Diese kurze Kasuistik zeigt die typischen Symptome einer ausgeprägten Zwangsstörung. Deutlich wird hierbei nicht nur der Leidensdruck der betroffenen Kinder und Jugendlichen mit den problematischen Auswirkungen für die psychosoziale Entwicklung, sondern auch die Beeinträchtigung des gesamten familiären Umfeldes, das den dringenden Therapiebedarf aufzeigt.

1.2 Historische Entwicklung

In der deutschen Psychiatrie ist der Begriff der „Zwangsvorstellungen“ 1867 von Krafft-Ebing (Sigusch, 2004) eingeführt worden. Er war der Überzeugung, dass diese sich auf dem Boden einer depressiven Symptomatik entwickelten. Maßgebend für das Begriffsverständnis wurden schließlich die Ideen des Berliner Psychiaters Westphal, der 1877 in seiner grundlegenden Arbeit über „Zwangsvorstellungen“ Zwangsphänomene als eigenständige syndromale Kategorie betrachtete und von Wahnideen abgrenzte:

„Unter Zwangsvorstellungen verstehe ich solche, welche bei übrigens intakter Intelligenz und ohne durch einen gefühls- oder affektartigen Zustand bedingt zu sein, gegen und wider den Willen des betreffenden Menschen in den Vordergrund des Bewusstseins treten, sich nicht verscheuchen lassen, den normalen Ablauf der Vorstellungen hindern und durchkreuzen, welche der Befallene stets als abnorm, ihm fremdartig erkennt und denen er mit seinem gesunden Bewusstsein gegenübersteht.“ (S. 669).
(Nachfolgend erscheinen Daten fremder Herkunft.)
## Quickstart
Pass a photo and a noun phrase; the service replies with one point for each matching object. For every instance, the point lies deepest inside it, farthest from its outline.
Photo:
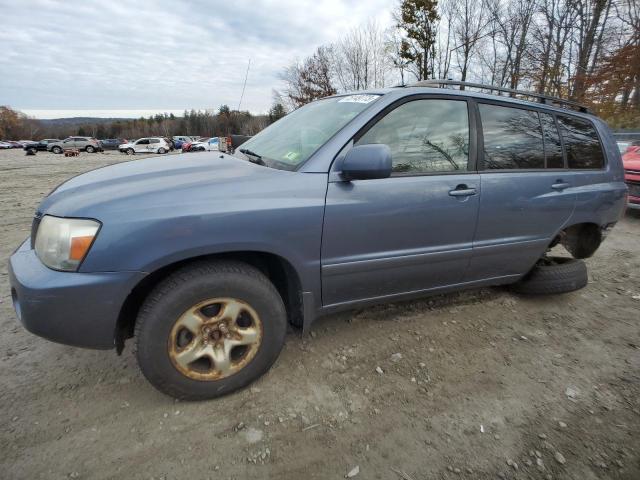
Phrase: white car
(184, 138)
(206, 145)
(145, 145)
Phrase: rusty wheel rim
(215, 339)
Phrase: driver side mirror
(367, 162)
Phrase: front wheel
(554, 275)
(209, 329)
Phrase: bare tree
(469, 20)
(359, 59)
(308, 80)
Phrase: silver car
(88, 144)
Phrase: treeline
(584, 50)
(15, 125)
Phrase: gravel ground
(478, 385)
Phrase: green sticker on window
(292, 156)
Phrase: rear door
(413, 231)
(527, 192)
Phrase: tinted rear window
(512, 138)
(552, 144)
(581, 143)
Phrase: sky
(89, 57)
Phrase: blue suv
(351, 200)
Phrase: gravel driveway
(479, 385)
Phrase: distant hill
(76, 121)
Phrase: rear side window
(512, 138)
(552, 144)
(581, 143)
(424, 136)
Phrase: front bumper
(79, 309)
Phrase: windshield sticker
(358, 98)
(292, 156)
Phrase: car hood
(156, 183)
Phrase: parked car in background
(348, 201)
(87, 144)
(631, 161)
(170, 142)
(145, 145)
(42, 145)
(112, 143)
(206, 144)
(184, 138)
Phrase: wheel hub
(208, 347)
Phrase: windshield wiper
(253, 156)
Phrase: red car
(631, 161)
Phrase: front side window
(424, 136)
(290, 141)
(512, 138)
(581, 143)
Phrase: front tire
(553, 275)
(209, 329)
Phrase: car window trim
(481, 163)
(472, 157)
(605, 163)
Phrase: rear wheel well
(580, 240)
(277, 269)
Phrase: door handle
(462, 191)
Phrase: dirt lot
(479, 385)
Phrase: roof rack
(546, 99)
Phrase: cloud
(162, 53)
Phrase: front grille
(34, 228)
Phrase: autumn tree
(309, 80)
(418, 20)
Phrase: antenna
(244, 85)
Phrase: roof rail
(546, 99)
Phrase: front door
(413, 231)
(142, 145)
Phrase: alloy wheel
(215, 339)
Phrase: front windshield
(290, 141)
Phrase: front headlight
(62, 243)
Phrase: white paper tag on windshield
(361, 98)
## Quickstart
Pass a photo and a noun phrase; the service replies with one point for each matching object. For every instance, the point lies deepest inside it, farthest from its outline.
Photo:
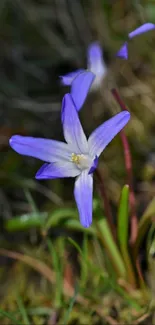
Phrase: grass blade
(112, 250)
(122, 231)
(23, 312)
(9, 316)
(71, 304)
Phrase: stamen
(82, 161)
(75, 158)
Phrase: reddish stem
(107, 207)
(128, 165)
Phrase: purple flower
(123, 51)
(77, 157)
(95, 64)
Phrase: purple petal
(80, 88)
(94, 52)
(95, 60)
(142, 29)
(73, 131)
(83, 193)
(59, 169)
(69, 77)
(94, 165)
(123, 51)
(43, 149)
(103, 135)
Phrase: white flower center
(82, 161)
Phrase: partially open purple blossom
(123, 51)
(95, 64)
(80, 87)
(77, 157)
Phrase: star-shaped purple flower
(78, 157)
(123, 51)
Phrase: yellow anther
(75, 158)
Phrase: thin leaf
(23, 312)
(123, 225)
(71, 304)
(112, 250)
(144, 224)
(123, 217)
(58, 272)
(9, 316)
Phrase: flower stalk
(128, 166)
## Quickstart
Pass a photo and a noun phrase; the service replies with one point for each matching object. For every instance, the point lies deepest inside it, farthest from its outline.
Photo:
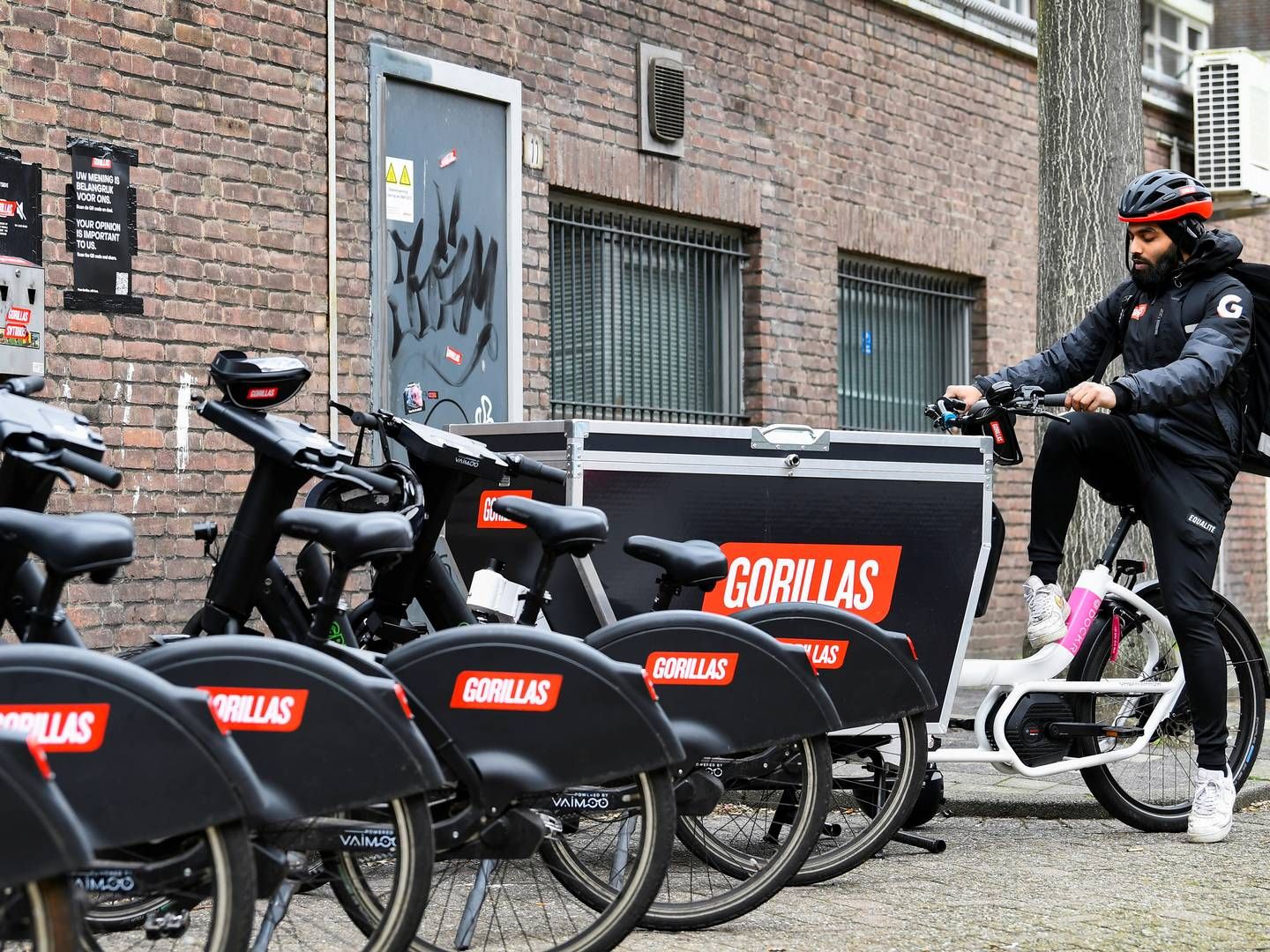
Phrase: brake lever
(43, 465)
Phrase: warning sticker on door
(399, 188)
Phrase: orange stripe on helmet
(1203, 210)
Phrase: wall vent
(661, 101)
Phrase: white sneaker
(1212, 807)
(1047, 612)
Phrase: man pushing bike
(1169, 444)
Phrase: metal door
(447, 279)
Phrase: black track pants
(1185, 514)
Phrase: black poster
(22, 228)
(101, 227)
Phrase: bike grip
(98, 472)
(26, 386)
(380, 484)
(527, 466)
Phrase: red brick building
(819, 140)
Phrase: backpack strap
(1116, 343)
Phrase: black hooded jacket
(1179, 346)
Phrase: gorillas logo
(277, 710)
(691, 666)
(859, 579)
(1229, 306)
(505, 691)
(825, 655)
(58, 729)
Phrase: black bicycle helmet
(1172, 199)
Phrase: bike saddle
(693, 562)
(354, 537)
(71, 545)
(563, 530)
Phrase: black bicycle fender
(727, 686)
(870, 673)
(138, 758)
(40, 831)
(322, 736)
(534, 711)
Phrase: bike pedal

Westphal wies bereits auf den frühen Beginn der Erkrankung, ihren chronischen Verlauf und die Schwierigkeiten der Behandlung hin. Jaspers (1973) gelang mit seiner Arbeit zu den Zwangsphänomenen eine der ersten Beschreibungen zur Psychopathologie der Zwangsstörung:

„Der Zwangskranke wird verfolgt von Vorstellungen, die ihm nicht nur fremd, sondern unsinnig erscheinen und denen er doch folgen muss, als ob sie wahr seien. Tut er es nicht, befällt ihn grenzenlose Angst. Der Kranke z. B. muss etwas tun, sonst stirbt eine Person oder es geschieht ein Unheil. Es ist als ob sein Tun und Denken magisch das Geschehen verhindere oder bewirke. Er |16|baut seine Gedanken zu einem System von Bedeutungen, seine Handlungen zu einem System von Zeremonien und Riten aus. Aber jede Ausführung hinterlässt den Zweifel, ob er es auch richtig, auch vollständig macht. Der Zweifel zwingt ihn, von vorne anzufangen“ (S. 240).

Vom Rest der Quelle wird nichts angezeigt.